霍老夫人关心地立在祠堂正中央,让人过来探望,“乘风怎么样了?”
苏糯糯转转小脑袋,看看老夫人,又看看不远处的爸爸,悄悄屏住了呼吸,不自觉间握紧了哥哥的手。
怕他们发现端倪。
原来……哥哥装晕呐!
“没、没事吧?”
她奶乎乎的声调拐了弯微微颤,用小小的身体奋力帮哥哥挡住,就差把板子也盖在哥哥脸上,帮他全遮挡上。
霍老夫人让人去请医生来,顺便找了两个年轻力壮的佣人把霍乘风抬回房间。忙完这一通,她才歇了一口气,正正经经将苏糯糯招到面前来。
霍老夫人两鬓微白,古板严肃,这几年自从霍老先生过世后,越发深居简出,不问世事。
却是想不到,这位在外人眼里古板严厉、一心礼佛的奶奶,居然一见苏糯糯就心生喜欢。她平日里不理俗事,但是对孩子之事还甚是关心。

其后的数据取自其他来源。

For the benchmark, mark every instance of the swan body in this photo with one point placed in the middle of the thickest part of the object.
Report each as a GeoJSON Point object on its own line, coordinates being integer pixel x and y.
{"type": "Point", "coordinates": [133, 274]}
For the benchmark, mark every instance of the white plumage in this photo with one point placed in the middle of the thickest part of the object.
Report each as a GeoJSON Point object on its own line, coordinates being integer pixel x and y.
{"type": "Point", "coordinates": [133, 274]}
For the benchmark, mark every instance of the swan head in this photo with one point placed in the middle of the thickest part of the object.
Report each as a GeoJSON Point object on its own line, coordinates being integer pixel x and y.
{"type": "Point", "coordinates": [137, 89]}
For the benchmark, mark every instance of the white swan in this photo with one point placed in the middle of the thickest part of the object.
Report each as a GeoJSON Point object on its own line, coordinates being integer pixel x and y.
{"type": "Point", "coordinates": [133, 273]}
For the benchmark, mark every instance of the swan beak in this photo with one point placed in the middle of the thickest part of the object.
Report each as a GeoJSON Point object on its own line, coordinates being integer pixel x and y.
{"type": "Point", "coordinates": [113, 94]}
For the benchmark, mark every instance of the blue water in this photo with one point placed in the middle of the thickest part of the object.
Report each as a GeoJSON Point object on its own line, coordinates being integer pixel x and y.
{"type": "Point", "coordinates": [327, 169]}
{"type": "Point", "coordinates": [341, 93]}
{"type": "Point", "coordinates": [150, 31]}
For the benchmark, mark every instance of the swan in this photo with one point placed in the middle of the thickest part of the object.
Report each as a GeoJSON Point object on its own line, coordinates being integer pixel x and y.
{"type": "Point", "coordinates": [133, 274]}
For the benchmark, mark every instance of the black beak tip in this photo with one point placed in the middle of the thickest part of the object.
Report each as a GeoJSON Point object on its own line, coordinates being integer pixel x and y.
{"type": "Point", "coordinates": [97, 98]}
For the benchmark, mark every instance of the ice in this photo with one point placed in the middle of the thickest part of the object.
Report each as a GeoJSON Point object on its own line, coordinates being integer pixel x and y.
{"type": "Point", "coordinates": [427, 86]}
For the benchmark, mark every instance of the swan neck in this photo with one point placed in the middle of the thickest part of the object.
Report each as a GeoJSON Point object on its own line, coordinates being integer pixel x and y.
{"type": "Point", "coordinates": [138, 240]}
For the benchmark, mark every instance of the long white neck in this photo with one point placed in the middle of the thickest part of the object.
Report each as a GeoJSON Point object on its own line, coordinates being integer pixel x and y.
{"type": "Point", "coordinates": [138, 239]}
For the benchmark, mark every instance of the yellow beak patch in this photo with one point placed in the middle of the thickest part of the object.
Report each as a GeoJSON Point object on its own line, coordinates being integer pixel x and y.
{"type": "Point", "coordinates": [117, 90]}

早先,霍奶奶就知道了这几年二儿子霍黎城的心事,看着儿子经常四处出差,视察大江南北,走遍千山万水,就只为了寻找到心上人苏苑的艰辛。
她心疼地守在霍家的小佛堂前,默默为儿子和儿媳念过好几卷经书祈福。
这几年,她都失望了,觉得苏苑和自己儿子没福气,想劝劝霍黎城放手。万万没想到,峰回路转,昨晚竟然意外接到了儿子的电话。
他从偏远乡下的苏家村传来消息,说了苏苑过世和留下他们女儿苏糯糯的种种事情,要把三岁的小姑娘给带回来。
一整夜,霍老夫人就彻夜辗转难眠。她半夜起身,亲自在佛前念经。
现在,霍老夫人拿着佛珠,拄着拐杖,正坐在祠堂中央,亲眼看着软软糯糯的小姑娘站在自己面前,只望见一眼,就天然奇妙地入了她的眼缘。
这合该就是她的娇娇小孙女。
早就应该回霍家来了。
霍黎城难得耐心介绍:“糯糯,这是奶奶。”
苏糯糯奶声奶气的小奶音,认认真真地问好:“奶奶好。”
霍老夫人不住地点头,她拄着拐杖,身体不便,还是尽力张开了一个大大年迈温暖的怀抱,将小孙女揽到了怀里。
“好孙女,以后这就是你的家。”
这样好的心意,显然是对她喜欢极了。